My name is Adam Adli and I am finishing the third year of my undergraduate studies at the University of Toronto specializing in Computer Science. I’m going to start this blog post by talking a little bit about myself. I am a software engineer, an amateur musician, and beyond all, someone who loves to solve problems and treats every creation as art. I have a rather tangled background; I entered university as a life science student, but I have been a programmer since my pre-teen years. Somewhere along the way, I realized that I would flourish most in my computer science courses and so I switched programs in at the beginning of my third year.
While entering this new and uncertain phase in my life and career, I had the opportunity of meeting Dr. Pascal Tyrrell and gaining admission to his research opportunity program (ROP399) course that focused on the application of Machine Learning to Medical Imaging under the Data Science unit of the Department of Medical Imaging.
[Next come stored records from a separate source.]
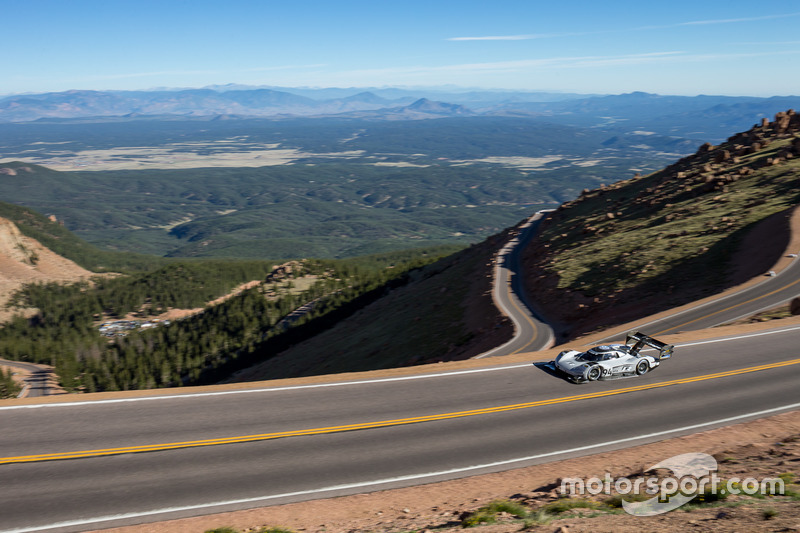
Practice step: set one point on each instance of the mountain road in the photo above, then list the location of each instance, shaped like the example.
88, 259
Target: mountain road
81, 465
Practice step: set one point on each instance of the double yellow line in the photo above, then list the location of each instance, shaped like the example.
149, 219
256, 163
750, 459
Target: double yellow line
381, 423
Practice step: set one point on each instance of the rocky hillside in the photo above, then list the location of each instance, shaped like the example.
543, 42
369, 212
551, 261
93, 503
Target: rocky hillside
642, 245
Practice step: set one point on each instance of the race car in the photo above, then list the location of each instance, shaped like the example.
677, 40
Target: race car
612, 360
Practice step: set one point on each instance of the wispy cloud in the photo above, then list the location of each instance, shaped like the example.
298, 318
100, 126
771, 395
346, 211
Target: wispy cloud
526, 64
576, 34
516, 37
731, 21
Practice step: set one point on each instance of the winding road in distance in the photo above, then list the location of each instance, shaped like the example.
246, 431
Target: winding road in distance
79, 465
36, 383
85, 465
531, 332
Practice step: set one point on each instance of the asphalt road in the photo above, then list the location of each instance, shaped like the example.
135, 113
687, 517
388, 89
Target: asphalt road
769, 293
531, 332
361, 436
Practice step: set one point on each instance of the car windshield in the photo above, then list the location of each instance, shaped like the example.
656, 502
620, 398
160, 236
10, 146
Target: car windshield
590, 356
601, 353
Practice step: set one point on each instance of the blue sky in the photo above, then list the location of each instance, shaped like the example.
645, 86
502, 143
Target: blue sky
677, 47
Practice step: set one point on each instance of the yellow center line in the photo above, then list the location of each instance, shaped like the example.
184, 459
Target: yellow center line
382, 423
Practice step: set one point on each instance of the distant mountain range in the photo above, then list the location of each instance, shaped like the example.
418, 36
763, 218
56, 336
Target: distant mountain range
707, 117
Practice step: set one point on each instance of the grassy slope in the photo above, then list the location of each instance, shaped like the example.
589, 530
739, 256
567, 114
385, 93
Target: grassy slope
656, 241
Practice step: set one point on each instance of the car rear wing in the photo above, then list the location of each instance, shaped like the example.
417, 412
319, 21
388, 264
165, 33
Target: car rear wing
641, 340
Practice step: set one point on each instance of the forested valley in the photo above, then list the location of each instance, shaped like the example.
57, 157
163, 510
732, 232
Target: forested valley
204, 347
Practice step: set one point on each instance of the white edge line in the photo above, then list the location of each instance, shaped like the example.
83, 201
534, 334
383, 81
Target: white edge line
274, 389
410, 477
345, 383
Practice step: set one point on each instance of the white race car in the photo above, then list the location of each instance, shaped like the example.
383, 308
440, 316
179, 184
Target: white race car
613, 360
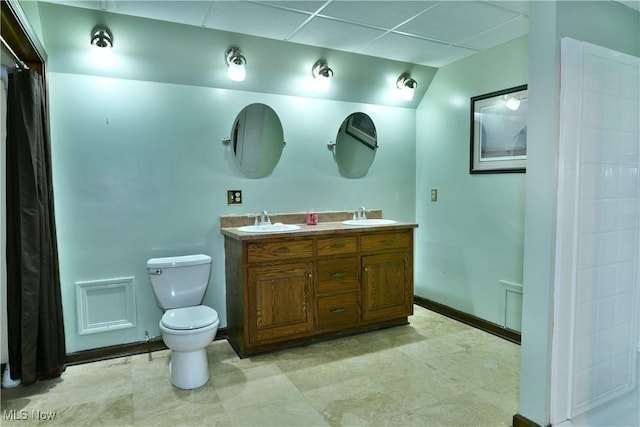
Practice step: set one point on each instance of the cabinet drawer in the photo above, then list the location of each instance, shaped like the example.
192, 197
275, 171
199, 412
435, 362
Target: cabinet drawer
274, 251
336, 311
375, 242
338, 274
337, 245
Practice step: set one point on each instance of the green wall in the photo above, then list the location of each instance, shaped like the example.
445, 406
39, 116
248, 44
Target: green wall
472, 237
139, 171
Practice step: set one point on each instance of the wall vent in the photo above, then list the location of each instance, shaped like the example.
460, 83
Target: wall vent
511, 305
105, 305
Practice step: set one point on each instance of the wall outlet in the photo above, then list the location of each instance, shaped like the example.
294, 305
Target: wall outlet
234, 197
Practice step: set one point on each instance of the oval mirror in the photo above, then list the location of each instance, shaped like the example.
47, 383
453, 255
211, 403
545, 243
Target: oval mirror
257, 140
356, 145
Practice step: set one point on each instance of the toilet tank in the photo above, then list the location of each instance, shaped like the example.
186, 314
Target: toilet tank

Working in Dr. Tyrrell’s lab was one of the most unique experiences I have had thus far in university, allowing me to bridge both my interest in medicine and computer science in order to gain valuable research experience. When I first began my journey, despite having a strong practical background in software development I had absolutely no previous exposure to machine learning nor high-performance computing.
As expected, beginning a research project in a field that you have no experience in is frankly not easy. I spent the first few months of the course trying to learn as much about machine learning algorithms and convolutional neural networks as I could; it was like learning to swim in an ocean. Thankfully, I had the support and guidance of my colleagues in the lab and my professor Dr. Tyrrell throughout the way. With their help, I pushed my boundaries and learned the core concepts of machine learning models and their development with solutions to real-world problems in mind. I finally had a thesis for my research.
My research thesis was to experimentally show a relationship that was expected in theory: smaller training sets tend to result in over-fitting of a model and regularization helps prevent over-fitting so regularization should be more beneficial for models trained on smaller training sets in comparison to those trained on larger ones. Through late nights of coding and experimentation, I used many repeated long-running computations on a binary classification model for dental x-ray images in order to show that employing L2 regularization is more beneficial for models training on smaller training samples than models training on larger training samples. This is an important finding as often times in the field of medical imaging, it may be difficult to come across large datasets—either due to the bureaucratic processes or financial costs of developing them.
I managed to show that in real-world applications, there is an important trade-off between two resources: computation time and training data. L2 regularization requires hyperparameter tuning which may require repeated model training which may often be very computationally expensive—especially in complex convolutional neural networks trained on large amounts of data. So, due to the diminishing returns of regularization and the increased computational
costs of its employment, I showed that L2 regularization is a feasible procedure to help prevent over-fitting and improve testing accuracy when developing a machine learning model with limited training data.
Due to the long-running nature of the experiment, I tackled my research project as not only a machine learning project but also a high-performance computing project as well. I so happened to be taking some systems courses like CSC367: Parallel Programming and CSC369: Operating Systems at the same time as my ROP399, which allowed me to better appreciate the underlying technical considerations in the development of my experimental
machine learning model. I harnessed powerful technologies like Intel AVX2 vectorization instruction set for things like image pre-processing on the CPU and the Nvidia CUDA runtime environment through PyTorch to accelerate tensor operations using multiple GPUs. Overall, the final run of my experiment took about 25 hours to run even with all the high-level optimizations I considered—even on an insane lab machine with an Intel i7-8700 CPU and an Nvidia GeForce GTX Titan X!
Overall, my ROP not only opened a door to the world of machine learning and high-performance computing for me but in doing so, it taught me so much more. It strengthened my independent learning, project management, and software development skills. It taught me more about myself. I feel that I never experienced so much growth as an academic, problem-solver, and software engineer in such a condensed period of time.
I am proud of all the skills I’ve gained in Dr. Tyrrell’s lab and I am extremely thankful for having received the privilege of working in his lab. He is one of the most supportive professors I have had the pleasure of meeting.
Now that I have completed my third year of school, I’m off to begin my year-long software engineering internship at Intel and continue my journey.